The Federal Emergency Management Agency has 1,800 employees deployed as part of Harvey response, including 900 urban search and rescue workers in south Texas. The agency also deployed 65 personnel and 10 mobile office vehicles as part of a mobile response program that provides video and voice communications services to first responders. FEMA also said that an additional 341 employees from the Department of Homeland Security will be joining the response as part of the DHS "surge capacity force."

FEMA's chief Brock Long brings his emergency management experience to the Harvey response. He led the state emergency management agency in Alabama and was a program manager for hurricane response for FEMA.

But farther down the chain, the Trump administration has been slower than its predecessors to staff leadership posts.

To date, Trump has submitted 277 nominations, 124 of which have been confirmed and eight failed, according to the count of the Partnership for Public Service.

While the Senate has, on average, taken 54 days to confirm Trump's nominees -- a longer duration than that for every president since George H.W. Bush -- the protracted confirmations are not the primary culprit behind the glacial government staffing.

Even if all his nominees to date had been confirmed, Trump would still lag behind his predecessors.

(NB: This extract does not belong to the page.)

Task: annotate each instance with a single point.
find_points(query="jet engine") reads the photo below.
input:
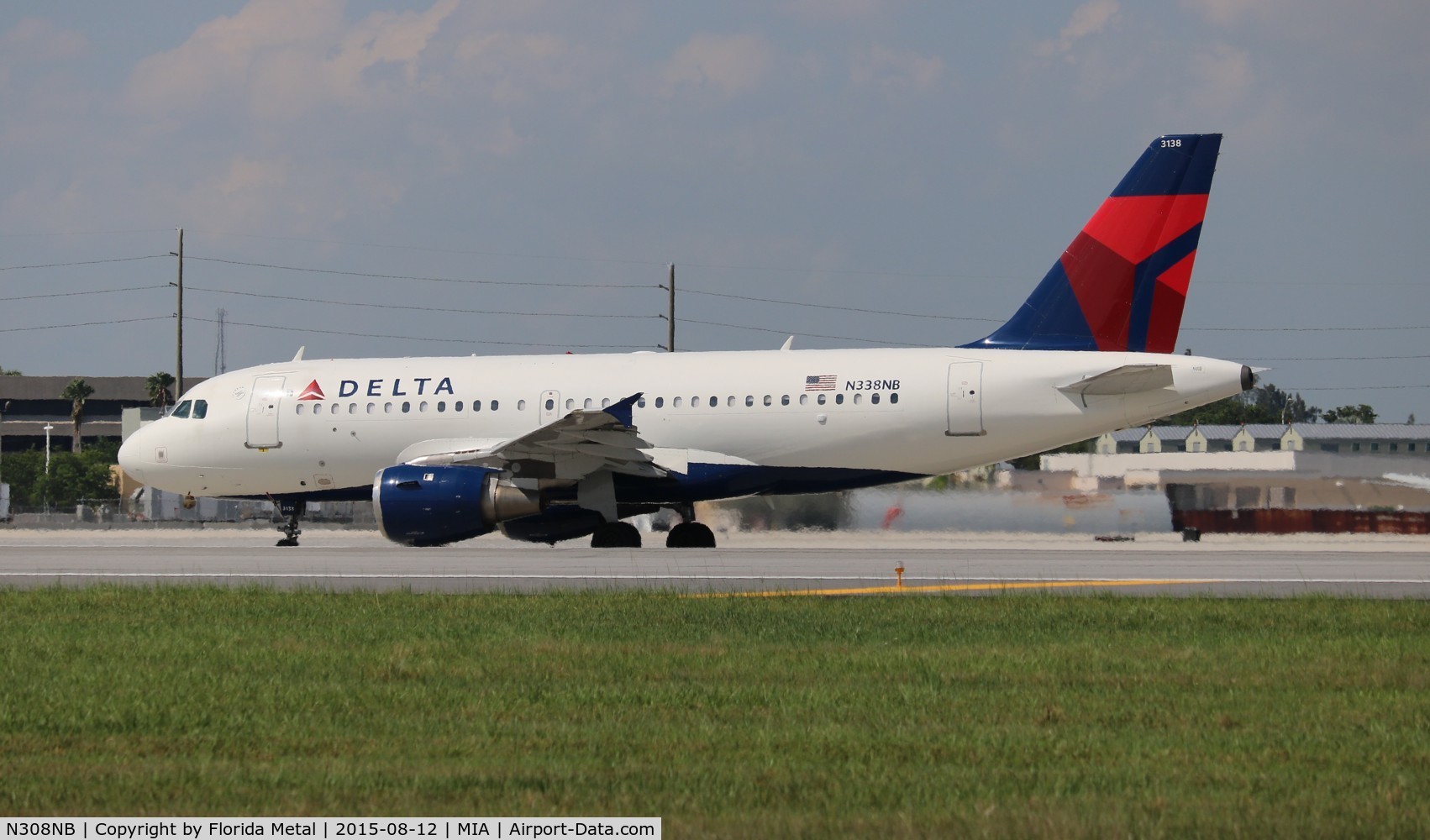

By comparison, Barack Obama and George W. Bush, Trump's two most recent predecessors, respectively had made 433 and 414 nominations by the August recess, of which 310 and 294 had been confirmed.

People may say "so what" to the news of the slow pace of subcabinet appointments, but there is a practical impact, said Mallory Barg Bulman, vice-president of the Partnership's Research and Evaluation team.

"I think we're experiencing one of the so-whats right now [with] Hurricane Harvey and the response effort that's taking place.... When the nation is facing this kind of disaster, you need leaders in place," she said.

Among these unfilled slots are various emergency response officials, national and nuclear security positions, several cabinet-agency CIOs as well as a permanent secretary of the Department of Homeland Security and a federal CIO.

FEMA itself lacks two immediate deputies, which were nominated shortly before the August recess and have not been confirmed.

It's not just the FEMA vacancies that can impact emergency readiness, Bulman pointed out. Emergency situations can provide "great examples of finding efficiencies in government," she said, noting the use of the IRS's call-center bank in the response to Hurricane Katrina, as well as assistance from the Federal Highway and Motor Carrier Safety Administrations. Trump has not appointed a head for either of these Transportation Department components, and the IRS is run by a holdover from the Obama administration who is much reviled by Republicans in Congress.

The stance from the president -- through the hiring freeze and public comment -- has been that these continued vacancies are deliberate, done in the name of increasing government efficiency. Between June and July, federal employment -- excluding the U.S. Postal Service --dropped by 2,200, according to a report from the Bureau of Labor Statistics.

"If it is a strategy, it's not really a successful strategy," said Bulman. "By not naming these positions, you're lessening the president's ability to lead these agencies."